The gang alternated playing hooky in order to show Amaryllis the sights and buy her things—clothes and accessories that not only enhanced mood and appearance but allowed for a general blending-in with her new surroundings. It must not be forgotten that these children of privilege (as long as their schoolwork was deemed not to suffer) were afforded such leeway in their personal schedules that even at night—with cowed, overworked Eulogio at the Mauck's helm—they moved more or less with the freedom of adults. Of course Edward had always done as he pleased, especially as he got older; those who loved him wished his happiness unrestricted. On a school night, then, it was not unusual to see the foursome gorging on puu-puu platters at Trader Vic's
or à table oceanside at Casa del Mar. In a two-week period, Amaryllis saw her very first concert and more movies than she had in her entire life, a slew of the latter screened at Stradella's own Majestyk, the existence of which continued to puzzle her—as did the surrealistic whole of Olde CityWalk.

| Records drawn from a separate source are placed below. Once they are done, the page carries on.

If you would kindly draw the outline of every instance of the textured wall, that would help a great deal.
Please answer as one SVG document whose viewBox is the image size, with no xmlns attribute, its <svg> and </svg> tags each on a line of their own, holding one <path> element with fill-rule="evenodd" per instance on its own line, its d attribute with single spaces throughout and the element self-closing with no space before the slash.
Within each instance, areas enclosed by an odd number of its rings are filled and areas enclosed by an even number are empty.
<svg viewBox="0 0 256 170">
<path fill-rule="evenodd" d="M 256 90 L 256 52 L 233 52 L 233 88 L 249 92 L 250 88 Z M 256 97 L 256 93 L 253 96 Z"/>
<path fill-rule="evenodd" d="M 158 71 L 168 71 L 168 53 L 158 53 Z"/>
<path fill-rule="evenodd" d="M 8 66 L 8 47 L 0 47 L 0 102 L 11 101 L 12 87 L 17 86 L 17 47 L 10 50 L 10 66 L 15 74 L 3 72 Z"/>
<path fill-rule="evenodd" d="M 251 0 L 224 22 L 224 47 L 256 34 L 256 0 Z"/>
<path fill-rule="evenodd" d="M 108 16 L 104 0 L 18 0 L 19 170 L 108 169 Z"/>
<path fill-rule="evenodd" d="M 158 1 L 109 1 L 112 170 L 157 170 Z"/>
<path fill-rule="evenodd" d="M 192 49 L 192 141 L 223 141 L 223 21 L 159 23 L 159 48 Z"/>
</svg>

Some things one could never fathom. She walked on the beach for the first time too and looked through telescopes at the Observatory, forded Raging Waters, climbed Magic Mountain and went to a place called the Bowl for an evening picnic—which in fact
did
look like a bowl, but one upright and half-buried in the earth. They had their own private little outdoor room with a low fence around it, and an orchestra serenaded them under starry skies. Afterward, Toulouse suggested they drive to the motel where she had once lived, but her face darkened and he saw he had somehow trivialized her. He had not meant to make her life into another entertainment. He said he was sorry and left it at that. Why, he wondered, had he told her nothing of his own history and travails? Did he feel himself above that? He had deliberately mentioned his mother, but only to throw her off the scent of the missing dad; thankfully, she hadn't been curious enough about fathers—any fathers at all—to follow up. So at least he never lied outright about his “situation.” But he was
already
ashamed, and the shame of not being candid with her shamed him further.